For the most part this is painfully accurate. There are some minor issues with this; a battle hardened soldier's exaggerated reaction would be "fight or fight", there's no "flight" - you tense up at innapropriate moments and you're ready to pull the trigger. A more shock caused trauma probably induces a more traditional fight or flight response. The thing about PT is that it's the result of massive stress that the brain has no idea how to handle (a bunch of neurological stuff that I won't go into here) and you end up being stuck in this stress loop that can ocassionally pop up on you and cause a flashback or be activated via a trigger.

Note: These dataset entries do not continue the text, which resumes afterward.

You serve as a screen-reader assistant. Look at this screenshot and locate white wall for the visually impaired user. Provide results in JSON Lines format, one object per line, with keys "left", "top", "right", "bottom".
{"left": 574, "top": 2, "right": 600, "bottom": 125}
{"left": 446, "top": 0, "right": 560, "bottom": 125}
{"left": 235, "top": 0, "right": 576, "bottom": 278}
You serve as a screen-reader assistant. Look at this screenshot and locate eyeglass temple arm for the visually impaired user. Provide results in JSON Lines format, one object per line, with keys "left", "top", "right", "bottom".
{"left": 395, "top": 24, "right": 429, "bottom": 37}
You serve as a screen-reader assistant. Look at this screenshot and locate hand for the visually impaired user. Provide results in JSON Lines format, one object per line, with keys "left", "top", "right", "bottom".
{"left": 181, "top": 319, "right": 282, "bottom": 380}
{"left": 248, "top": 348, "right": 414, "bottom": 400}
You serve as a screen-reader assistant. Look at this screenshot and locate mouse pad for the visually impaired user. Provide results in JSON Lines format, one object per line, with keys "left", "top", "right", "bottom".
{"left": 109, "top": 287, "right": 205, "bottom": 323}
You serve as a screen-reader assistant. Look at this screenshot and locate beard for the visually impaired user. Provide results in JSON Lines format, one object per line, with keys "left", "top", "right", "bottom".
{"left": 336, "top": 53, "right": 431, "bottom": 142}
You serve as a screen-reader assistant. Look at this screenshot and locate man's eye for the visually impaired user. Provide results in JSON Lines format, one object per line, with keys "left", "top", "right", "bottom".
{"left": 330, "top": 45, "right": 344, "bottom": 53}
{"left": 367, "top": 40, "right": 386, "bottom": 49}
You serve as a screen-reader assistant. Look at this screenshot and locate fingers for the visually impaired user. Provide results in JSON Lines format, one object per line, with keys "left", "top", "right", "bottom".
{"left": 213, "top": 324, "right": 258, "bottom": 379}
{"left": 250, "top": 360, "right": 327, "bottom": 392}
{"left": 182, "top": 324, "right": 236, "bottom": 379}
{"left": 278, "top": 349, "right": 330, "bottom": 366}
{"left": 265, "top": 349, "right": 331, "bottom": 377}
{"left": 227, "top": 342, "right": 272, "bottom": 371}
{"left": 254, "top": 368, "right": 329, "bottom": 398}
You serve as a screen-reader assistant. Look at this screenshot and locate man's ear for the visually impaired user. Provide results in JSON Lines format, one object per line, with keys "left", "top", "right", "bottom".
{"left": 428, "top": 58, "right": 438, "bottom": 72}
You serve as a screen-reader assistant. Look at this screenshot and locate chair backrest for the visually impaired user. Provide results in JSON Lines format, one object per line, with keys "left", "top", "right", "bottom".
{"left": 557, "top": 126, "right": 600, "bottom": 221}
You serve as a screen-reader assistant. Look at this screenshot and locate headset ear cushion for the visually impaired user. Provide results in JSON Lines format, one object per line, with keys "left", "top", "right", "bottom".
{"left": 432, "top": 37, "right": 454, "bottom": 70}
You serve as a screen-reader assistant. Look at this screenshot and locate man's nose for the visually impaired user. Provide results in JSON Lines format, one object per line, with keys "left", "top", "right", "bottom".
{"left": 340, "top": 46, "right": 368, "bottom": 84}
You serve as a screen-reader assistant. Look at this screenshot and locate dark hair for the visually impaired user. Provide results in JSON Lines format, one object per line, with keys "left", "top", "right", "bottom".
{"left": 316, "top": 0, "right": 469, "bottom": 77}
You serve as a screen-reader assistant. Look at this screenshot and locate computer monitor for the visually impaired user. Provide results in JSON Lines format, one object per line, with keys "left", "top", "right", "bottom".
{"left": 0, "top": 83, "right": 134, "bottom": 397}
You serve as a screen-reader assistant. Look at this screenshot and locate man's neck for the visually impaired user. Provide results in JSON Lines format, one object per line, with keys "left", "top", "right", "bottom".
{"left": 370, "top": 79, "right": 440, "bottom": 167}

I guess it matters a little if you mention whether your protag was Audie Murphy (not literally, but a man who fought for a long time and got stuck mentally in the war) or if it was someone who couldn't handle the horrors of combat.
Other than that, I think the ending should've been, "Wet, alone, the water feels rather nice... an icy tidal wave crashes into me, the dark curtain beginning to close from my periphery..." Because again, it's this restlessness that's out of control. Breathing excercises actually help calm you down but sometimes you don't breathe the way you should for a milisecond and that next wave of adrenaline kicks in making you feel like a massive wave of ice just smashed you right across the face causing you to once more tense up and ventilate like you've run a marathon, or had to take the role of a devil dog.
There are a few minor mechanic issues;
"Slowly in through your nose........and out through your mouth. Good. Now, let's continue." Should've been "your nose and out of your mouth." the break is needless there. Also it's just ... if you do use the ellipsis.
That whole section feels kind of clunky to be honest, maybe add descriptions of the military person as he speaks," "breath this way blah blah blah..." my breathe steadied.... "good" " Something like that, make it more human.
Speaking as a combat hardened soldier, I am intimately familiar with PTSD and the effects it has on someone and the fight or flight is still there. Its exaggerated but there. I wrote the ending the same as the beginning to illustrate the torture that prolonged exposure therapy caused me personally until I was near the end of it. Its repetative and painful and always the same.
As someone who had exceedingly mild PTSD (definitely not the shit you went through) I can say this is what it feels like. I never had to get therapy (at least specifically for the PTSD) so I don’t know what that’s like, but I can certainly understand how it feels to be trapped in the same memory, never knowing when the trigger might appear.